Keycloak is an Identity and Access Management application that can be used to manage authentication and authorization of users to your gateway. Keycloak is particularly helpful if you need not only to secure access to your frontend but also to secure access to an API backend. Marcus has integrated it with the open-source platform Apace Airavata, described in this Tech Blog.
GraphQL is an alternative to REST services developed at Facebook to support their mobile apps. GraphQL's expressive queries let clients compose operations using the types that have been defined as building blocks, which makes it particularly suitable for gateways that are in rapid development periods or those that aim to support multiple client interfaces to a common data layer. You can read Steve's description of this tool in his Tech Blog.

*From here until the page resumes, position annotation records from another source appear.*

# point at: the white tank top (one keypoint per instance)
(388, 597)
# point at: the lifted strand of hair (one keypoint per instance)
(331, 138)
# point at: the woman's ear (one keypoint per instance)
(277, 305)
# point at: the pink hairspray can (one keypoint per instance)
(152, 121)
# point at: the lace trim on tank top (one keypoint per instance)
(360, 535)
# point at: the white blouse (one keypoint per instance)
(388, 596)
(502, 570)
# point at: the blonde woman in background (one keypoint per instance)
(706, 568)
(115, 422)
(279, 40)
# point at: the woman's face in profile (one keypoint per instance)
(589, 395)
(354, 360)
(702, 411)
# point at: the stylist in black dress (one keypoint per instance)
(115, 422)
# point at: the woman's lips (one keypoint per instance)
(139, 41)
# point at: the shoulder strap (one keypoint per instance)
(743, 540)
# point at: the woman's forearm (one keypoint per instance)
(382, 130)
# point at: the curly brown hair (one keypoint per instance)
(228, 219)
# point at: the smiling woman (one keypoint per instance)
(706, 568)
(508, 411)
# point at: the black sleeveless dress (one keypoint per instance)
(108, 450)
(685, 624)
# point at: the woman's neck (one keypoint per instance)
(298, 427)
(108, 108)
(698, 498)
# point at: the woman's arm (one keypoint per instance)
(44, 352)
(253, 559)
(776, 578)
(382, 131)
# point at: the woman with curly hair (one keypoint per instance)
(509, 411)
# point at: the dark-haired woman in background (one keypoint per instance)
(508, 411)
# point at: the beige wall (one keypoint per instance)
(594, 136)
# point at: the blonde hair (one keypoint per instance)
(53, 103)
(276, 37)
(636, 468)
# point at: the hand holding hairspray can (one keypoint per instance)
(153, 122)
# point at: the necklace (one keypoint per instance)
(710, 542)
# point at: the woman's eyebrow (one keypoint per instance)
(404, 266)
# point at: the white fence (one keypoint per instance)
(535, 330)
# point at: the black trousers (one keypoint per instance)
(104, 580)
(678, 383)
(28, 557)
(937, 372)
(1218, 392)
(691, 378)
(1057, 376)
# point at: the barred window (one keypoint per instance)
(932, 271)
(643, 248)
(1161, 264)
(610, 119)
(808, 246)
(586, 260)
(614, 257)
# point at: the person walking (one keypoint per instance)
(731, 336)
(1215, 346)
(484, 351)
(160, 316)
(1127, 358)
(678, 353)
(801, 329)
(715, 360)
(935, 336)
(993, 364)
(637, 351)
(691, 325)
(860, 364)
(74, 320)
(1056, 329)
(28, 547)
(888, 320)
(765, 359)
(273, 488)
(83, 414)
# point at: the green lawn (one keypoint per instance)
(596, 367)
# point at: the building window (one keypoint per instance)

Webinar: Working in the R Ecosystem: Building Applications & Content for Your Gateway
May 9, 2018
Working in the R Ecosystem: Building Applications & Content for Your Gateway
Presented by Derrick Kearney, Software Engineer, RStudio
The R programming language first appeared on the scene in the 1990's as an open source environment for statistical modeling and data analysis. Throughout the last decade, interest in the language has grown alongside researcher's abilities to collect and store larger amounts of data. Today, scientific and business decisions increasingly rely on the interpretation of this data. New libraries for processing data and communicating results are being debuted in ways that break down traditional language silos. Technologies like interactive documents, HTML based applications, and RESTful APIs have exposed capability gaps between R's interfaces for numerical analysis libraries and its built-in ability for graphical display. In this webinar, Derrick Kearney will survey several R libraries that are helping people bridge the gap between their R-based analysis and the numerous ways people are representing results today, all of which can be published on your science gateway, thus extending your research impact to others in a reproducible way.